An image representation of the computational infrastructure presented. Spontaneous reporting data is processed on grid computing systems to generate an adverse event database (lower left) with a web front-end (lower right) which has an on-demand interface (top center) to request drug combination adverse reactions. User queries are handled by a set of middleware tools and Agave API (bottom center).
What would make someone choose this solution over another?
I think this is a good approach to bring in the projects that traditionally used HPC resources in various manual ways. Many components can be wrapped into web services, and they can be exposed and orchestrated in web-based frameworks. For the nSides project, we developed a robust searchable shared-usage gateway to the OSG resources. This gateway uses a three-tiered architecture consisting of browser-based user interfaces on the front end, the OSG job submission system on the back end, and middleware to facilitate communication between the other two components.
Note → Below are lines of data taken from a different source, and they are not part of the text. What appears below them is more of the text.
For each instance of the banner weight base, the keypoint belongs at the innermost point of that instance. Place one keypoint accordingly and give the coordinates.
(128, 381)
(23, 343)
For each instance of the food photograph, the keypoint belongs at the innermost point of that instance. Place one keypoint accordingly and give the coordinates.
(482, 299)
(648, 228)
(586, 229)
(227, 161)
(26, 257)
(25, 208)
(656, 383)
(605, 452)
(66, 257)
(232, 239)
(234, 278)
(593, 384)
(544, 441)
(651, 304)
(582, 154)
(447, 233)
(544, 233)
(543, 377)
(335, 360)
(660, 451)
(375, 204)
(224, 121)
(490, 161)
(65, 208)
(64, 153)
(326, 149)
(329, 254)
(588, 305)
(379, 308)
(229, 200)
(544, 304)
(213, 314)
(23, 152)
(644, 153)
We deploy the user interfaces using an application written using the Python Flask framework, which then accesses a variety of web services that constitute the middle tier of the gateway. These web services are arranged in a way that allows a heterogeneous collection of resources to be accessed remotely in a uniform fashion. Additionally, we bundled the user interface front end alongside a RESTful Web API that allows authenticated users to submit jobs programmatically. This API is implemented using the Agave tenant service, which is a cloud-based API system designed for developing APIs to be used for scientific computing. The Agave job API manages all aspects of job execution and management, including data staging, job submission, job monitoring, output archiving, event logging, sharing, and notifications.
- Agave ToGo is a full-featured, open source reference web application that allows you to leverage the data, computation, and collaboration features of the Agave platform. It can be used by gateway developers to test the platform, build custom integrations, and develop Agave services. On Agave ToGo, the nSides project is using the Agave public tenant service hosted by the Texas Advanced Computing Center (TACC). First, you need to sign up on Agave ToGo app, and then log into it. Next, we created Agave systems service for storing codes and data, and executing codes on OSG. Additionally, the Agave software development kit (SDK) and command line interface (CLI) tools are also available for gateway developers.
- Using nSides code scripts, we developed the Agave wrapper template script that specifies inputs and parameters for the job, and submits and monitors condor DAG (Directed Acyclic Graph) jobs. This script that is forked at the command line is registered as an Agave app service and run through the Agave Jobs service, in order to run the code on OSG and populate the job outputs.
- These developed Agave REST APIs were fully integrated with the nSides gateway (Python flask web framework), including Agave authentication and authorization services. Agave authorization service follows a fully compliant OAuth2 implementation and the generated access token is used for invoking the Agave APIs.